Notesnook, the end-to-end encrypted note-taking app, has been patching security issues at a faster pace than usual over the past few weeks. The latest fix arrived in desktop version 3.3.15, released April 20, addressing a vulnerability that could allow remote code execution through malicious scripts hidden in note content.

The PDF export problem

The vulnerability exploited the PDF export function: specially crafted content could trigger a persistent XSS during rendering, which in the Electron-based desktop app translates to arbitrary command execution on the user’s system. Security researcher iiihaiii reported the issue responsibly, and the team confirmed no user action beyond updating is needed.

This marks the third security issue patched in Notesnook within weeks.
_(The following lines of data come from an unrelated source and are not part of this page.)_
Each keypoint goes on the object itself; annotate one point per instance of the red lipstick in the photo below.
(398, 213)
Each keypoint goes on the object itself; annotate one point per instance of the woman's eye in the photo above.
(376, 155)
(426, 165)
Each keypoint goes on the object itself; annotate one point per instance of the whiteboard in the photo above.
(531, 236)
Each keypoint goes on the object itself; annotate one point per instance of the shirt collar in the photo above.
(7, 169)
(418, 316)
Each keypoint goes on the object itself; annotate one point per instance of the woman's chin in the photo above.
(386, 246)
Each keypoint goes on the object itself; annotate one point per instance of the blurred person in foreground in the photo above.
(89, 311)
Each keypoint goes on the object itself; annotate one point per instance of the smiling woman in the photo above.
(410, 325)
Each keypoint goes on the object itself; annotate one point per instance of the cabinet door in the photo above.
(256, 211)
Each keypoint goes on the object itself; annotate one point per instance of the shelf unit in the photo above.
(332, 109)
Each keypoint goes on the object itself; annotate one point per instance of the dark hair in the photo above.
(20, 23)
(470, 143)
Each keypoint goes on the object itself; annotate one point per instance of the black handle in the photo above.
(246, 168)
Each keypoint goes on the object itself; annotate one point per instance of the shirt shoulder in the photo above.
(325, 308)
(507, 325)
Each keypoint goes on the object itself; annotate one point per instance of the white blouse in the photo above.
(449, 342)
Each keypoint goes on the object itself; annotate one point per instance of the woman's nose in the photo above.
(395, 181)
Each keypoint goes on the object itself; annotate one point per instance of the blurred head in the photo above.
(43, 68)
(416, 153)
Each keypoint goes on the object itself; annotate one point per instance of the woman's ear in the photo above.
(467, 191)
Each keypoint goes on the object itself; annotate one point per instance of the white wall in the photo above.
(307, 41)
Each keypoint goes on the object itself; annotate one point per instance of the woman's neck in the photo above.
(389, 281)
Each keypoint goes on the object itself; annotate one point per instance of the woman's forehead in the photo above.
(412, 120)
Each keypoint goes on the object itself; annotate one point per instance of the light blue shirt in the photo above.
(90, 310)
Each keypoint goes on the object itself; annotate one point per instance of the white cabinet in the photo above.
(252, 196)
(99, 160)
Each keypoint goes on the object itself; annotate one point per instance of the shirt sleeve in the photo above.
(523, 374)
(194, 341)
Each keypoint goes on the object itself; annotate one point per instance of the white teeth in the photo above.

Previous fixes included an XSS in the note history viewer (CVE-2026-33955, patched in 3.3.11) and another in the mobile sharing feature (CVE-2026-33976, fixed in 3.3.17 for Android and iOS). All three flaws share the same root cause: user-controlled content rendered without proper sanitization.

What else is in 3.3.15

The update adds the ability to empty the trash directly from the context menu in the sidebar, right-click on trash and you’re done. Among the bug fixes, the most annoying one addressed a Windows issue where the app would occasionally uninstall itself during updates. Also resolved was a dark mode display problem with the PDF search box becoming unreadable.

If you’re running Notesnook on desktop, update as soon as possible.